I Light Up My Life: The Mark Sam Celebrity Autobiography
nytheatre.com review by Martin Denton
August 13, 2011
I Light Up My Life, Mark Sam Rosenthal's "preemptive celebrity autobiography," blends arch parody of an archetypal celebrity-obsessed/self-obsessed psyche with a more conventional autobiographical/confessional solo show esthetic; the result is not especially successful.
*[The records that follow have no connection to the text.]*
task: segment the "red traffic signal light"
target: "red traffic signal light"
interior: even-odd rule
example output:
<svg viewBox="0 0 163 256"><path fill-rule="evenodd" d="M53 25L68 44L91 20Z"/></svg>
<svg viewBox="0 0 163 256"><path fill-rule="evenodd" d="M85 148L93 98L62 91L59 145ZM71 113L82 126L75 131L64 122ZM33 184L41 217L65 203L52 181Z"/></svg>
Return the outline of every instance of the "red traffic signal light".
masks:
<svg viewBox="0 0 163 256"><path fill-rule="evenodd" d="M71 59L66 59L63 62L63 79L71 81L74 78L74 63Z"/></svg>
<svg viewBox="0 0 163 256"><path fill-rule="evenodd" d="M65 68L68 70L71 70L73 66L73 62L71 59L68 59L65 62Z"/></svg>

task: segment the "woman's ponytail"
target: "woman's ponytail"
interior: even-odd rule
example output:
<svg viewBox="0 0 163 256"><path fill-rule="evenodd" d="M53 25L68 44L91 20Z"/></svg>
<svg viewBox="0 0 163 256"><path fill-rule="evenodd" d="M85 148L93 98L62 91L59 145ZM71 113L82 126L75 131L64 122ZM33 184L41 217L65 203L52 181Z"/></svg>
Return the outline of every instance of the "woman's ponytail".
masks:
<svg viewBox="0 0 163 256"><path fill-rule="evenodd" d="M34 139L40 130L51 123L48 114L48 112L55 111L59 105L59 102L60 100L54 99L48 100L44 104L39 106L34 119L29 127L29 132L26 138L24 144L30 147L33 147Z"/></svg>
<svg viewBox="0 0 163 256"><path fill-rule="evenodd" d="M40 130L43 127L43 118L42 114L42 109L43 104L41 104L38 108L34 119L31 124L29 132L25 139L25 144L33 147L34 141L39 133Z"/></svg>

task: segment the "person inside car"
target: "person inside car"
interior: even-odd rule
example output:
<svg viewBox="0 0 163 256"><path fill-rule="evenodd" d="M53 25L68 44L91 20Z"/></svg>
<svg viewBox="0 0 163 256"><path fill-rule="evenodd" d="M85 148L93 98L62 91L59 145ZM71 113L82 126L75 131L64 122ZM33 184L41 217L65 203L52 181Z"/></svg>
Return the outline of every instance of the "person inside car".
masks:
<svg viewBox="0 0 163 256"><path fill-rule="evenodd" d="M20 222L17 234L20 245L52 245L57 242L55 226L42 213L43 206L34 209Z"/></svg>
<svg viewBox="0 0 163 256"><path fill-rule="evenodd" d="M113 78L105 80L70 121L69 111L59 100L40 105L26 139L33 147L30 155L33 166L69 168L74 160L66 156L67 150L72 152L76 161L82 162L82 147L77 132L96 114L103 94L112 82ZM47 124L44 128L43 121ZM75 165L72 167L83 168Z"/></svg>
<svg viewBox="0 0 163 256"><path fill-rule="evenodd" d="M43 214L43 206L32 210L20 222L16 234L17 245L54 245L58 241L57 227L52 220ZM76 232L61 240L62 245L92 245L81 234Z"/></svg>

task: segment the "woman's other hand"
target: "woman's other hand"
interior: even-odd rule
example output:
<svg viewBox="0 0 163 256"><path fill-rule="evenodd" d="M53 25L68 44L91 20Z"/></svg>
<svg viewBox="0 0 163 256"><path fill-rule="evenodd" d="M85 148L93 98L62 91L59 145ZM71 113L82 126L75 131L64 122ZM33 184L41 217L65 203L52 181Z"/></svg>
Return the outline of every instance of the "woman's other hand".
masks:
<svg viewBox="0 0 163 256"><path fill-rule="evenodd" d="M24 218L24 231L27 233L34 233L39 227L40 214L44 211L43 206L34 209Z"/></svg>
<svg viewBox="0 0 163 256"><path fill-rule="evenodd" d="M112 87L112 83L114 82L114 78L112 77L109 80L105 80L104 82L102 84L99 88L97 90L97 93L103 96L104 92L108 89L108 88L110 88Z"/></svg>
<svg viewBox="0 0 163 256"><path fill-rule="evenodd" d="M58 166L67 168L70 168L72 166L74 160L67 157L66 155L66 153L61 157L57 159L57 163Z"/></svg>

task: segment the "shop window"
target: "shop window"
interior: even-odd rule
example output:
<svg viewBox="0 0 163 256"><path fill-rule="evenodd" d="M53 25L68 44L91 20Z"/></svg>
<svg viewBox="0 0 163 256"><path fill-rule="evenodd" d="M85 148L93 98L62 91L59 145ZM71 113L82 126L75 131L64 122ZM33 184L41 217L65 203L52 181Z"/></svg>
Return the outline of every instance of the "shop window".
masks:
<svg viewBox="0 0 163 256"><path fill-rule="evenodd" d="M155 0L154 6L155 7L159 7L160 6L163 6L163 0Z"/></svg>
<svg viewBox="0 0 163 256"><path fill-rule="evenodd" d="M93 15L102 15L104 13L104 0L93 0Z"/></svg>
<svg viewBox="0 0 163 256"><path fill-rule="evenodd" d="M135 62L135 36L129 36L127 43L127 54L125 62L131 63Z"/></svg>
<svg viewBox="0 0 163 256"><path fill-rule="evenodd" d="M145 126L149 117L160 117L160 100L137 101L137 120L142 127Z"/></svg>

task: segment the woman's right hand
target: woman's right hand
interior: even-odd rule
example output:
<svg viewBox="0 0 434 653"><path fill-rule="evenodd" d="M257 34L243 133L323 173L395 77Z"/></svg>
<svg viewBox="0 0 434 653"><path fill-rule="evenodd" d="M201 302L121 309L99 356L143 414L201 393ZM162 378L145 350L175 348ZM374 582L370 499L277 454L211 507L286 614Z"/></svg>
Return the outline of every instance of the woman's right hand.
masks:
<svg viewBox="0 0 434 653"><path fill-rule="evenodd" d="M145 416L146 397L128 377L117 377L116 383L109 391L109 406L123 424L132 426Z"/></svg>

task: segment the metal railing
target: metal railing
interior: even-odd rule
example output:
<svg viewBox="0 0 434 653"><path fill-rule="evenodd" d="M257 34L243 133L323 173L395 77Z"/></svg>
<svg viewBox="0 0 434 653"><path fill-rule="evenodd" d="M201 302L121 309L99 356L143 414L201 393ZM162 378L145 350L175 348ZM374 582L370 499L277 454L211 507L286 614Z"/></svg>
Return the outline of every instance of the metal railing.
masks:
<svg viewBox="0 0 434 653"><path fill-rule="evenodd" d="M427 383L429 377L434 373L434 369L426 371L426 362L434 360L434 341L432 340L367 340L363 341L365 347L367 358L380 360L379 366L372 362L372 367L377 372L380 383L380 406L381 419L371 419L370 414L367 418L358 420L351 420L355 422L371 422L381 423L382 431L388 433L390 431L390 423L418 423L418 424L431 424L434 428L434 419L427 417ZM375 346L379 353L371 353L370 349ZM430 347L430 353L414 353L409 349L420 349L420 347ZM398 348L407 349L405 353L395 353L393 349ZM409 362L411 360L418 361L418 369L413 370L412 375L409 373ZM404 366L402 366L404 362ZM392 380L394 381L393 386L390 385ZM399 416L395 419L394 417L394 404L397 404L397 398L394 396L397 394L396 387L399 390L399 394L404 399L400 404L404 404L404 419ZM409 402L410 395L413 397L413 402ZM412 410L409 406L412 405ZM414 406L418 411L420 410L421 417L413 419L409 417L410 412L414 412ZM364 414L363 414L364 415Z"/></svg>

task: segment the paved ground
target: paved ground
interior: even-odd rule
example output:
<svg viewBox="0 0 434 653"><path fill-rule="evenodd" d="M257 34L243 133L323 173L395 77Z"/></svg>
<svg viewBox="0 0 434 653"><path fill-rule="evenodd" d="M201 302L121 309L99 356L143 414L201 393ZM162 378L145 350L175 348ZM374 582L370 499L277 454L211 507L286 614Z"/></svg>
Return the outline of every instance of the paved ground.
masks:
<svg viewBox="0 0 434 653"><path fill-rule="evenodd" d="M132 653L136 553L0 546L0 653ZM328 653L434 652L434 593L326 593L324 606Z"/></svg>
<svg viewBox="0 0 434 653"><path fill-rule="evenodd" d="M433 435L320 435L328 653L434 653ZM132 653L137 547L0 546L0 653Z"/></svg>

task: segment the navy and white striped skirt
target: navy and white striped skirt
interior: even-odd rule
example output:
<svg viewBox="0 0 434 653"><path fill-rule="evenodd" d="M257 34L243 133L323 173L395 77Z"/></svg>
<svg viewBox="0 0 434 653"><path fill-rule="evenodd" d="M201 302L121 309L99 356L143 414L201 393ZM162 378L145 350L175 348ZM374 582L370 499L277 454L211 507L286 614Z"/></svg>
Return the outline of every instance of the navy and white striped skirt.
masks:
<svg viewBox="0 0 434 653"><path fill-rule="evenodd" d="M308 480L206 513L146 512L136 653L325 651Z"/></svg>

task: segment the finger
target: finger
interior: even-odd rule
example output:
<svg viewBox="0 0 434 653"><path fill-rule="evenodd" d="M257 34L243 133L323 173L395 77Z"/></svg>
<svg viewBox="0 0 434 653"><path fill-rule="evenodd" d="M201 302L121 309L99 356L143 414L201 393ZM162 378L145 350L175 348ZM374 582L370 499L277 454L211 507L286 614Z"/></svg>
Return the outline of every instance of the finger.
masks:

Rosenthal begins the show by entering through the same doors that the audience just came through, loaded down with shopping bags, mouthing "you came!" at us and making me wonder where he thought we came to, and where he thought he was, and where we were supposed to think he had just been.
And then he drops that layer of artifice to enter, comfortably, a more conventional one: settling down into a chair, he starts reading to us from his faux-memoir, a thick hard-back book entitled "I Light Up My Life." This device—that he is sharing stories from his life, which have been published even though he is not yet the celebrity he claims to want to become—frames almost all of the rest of the show. (Inexplicably, he ventures to a microphone once in a great while to share, performance-art-ily, things like "My Morning Ritual" or "A Few of My Favorite Things.")
The tone of the memoir wavers between a pretended arrogance/snobbery that represents the nearly nascent celebrity that our hero aspires to and a more appealing and vulnerable (and presumably more authentic) version of Mark Sam Rosenthal. The actor's accent (he is from Baton Rouge, Louisiana) drifts in and out along with the two personas. I kept longing for more of the real Rosenthal, and for more depth and detail in the anecdotes he imparts: something to grab onto to make me care about this person sharing so much with me; something universal to identify or empathize with beyond the surface recitation.
Because what we do learn is interesting and suggestive. Rosenthal is the son of a Jewish father and an aristocratic Southern Methodist mother (and the religious differences clearly matter to him, though we never learn why). He tells us that his mother was unhappy and that she wanted to help him "over" being gay by urging him to play sports; the gaping subtext is not explored. He reveals that his father died of AIDS, and that he made a gay porn film and likes unprotected sex with men (that's on his list of "favorite things")—the connections that popped out at me are never addressed.
Ultimately, what we're left with is a dose of vapid egoism, which may well be the point as the show's intended target is celebrity autobiography. But the Mark Sam Rosenthal lurking underneath seems more interesting and worth spending time with than the satirized over-the-top creation who remains the focus of this piece.
The ending—a karaoke version of "Stars" from Les Miserables—is just bewildering.
Todd Parmley, who also directed Rosenthal's previous FringeNYC show, the hit Blanche Survives Katrina in a FEMA Trailer Named Desire, does not provide much in the way of pacing or variety (save the ponderous trips to the mic). And Rosenthal's writing here, though arch and clever, is also very distancing and alienating. I had come with high expectations, given all the good buzz I'd heard about Blanche (which I didn't get a chance to see). I left feeling that I knew Rosenthal even less well than when I came in.